When the case was listed before the NGT Principal Bench on February 26, 2026, all parties were heard. The supervisory committee expressed its intention to carry out a ground inspection of Sukhnag, and the Tribunal’s order formally recorded this commitment. The committee members agreed to visit the site and assess the quantitative damage; examine violations of Standard Operating Procedures for mining issued by the MoEF&CC on August 8, 2022 and August 21, 2023, and fix responsibility for the destruction. The next hearing is scheduled for March 26, 2026. It is expected that by then the site visit will have been completed, the expert report will have been submitted, and the Tribunal will be in a position to pass a substantive order on restoration, accountability, and compensation.

The significance of this case extends well beyond Sukhnag. It is a test of whether environmental oversight mechanisms, weakened as they were in the altered governance landscape post-2019, can be rebuilt and made effective through judicial intervention. It is also a test of whether the communities most dependent on Kashmir’s rivers and streams will be heard, and whether those who plundered those rivers for three years will finally be held to account.

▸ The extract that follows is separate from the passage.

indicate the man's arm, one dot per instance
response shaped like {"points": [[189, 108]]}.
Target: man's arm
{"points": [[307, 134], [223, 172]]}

Sukhnag has been wounded, but it has not been written off. The convergence of a persistent legal challenge, the Tribunal’s active oversight, an independent expert committee, and the Supreme Court’s evolving jurisprudence on riverbed mining creates a genuine possibility of meaningful restoration. The stream that once sustained trout farms, nourished local ecosystems, and marked the rhythm of life in Beerwah may yet recover, if the accountability that has long been denied is finally delivered.

(The author is a Kashmir-based environmental activist, writer and independent researcher. He is the Founder of the Jammu and Kashmir RTI Movement and heads the JK Climate Action Group. Ideas are personal.)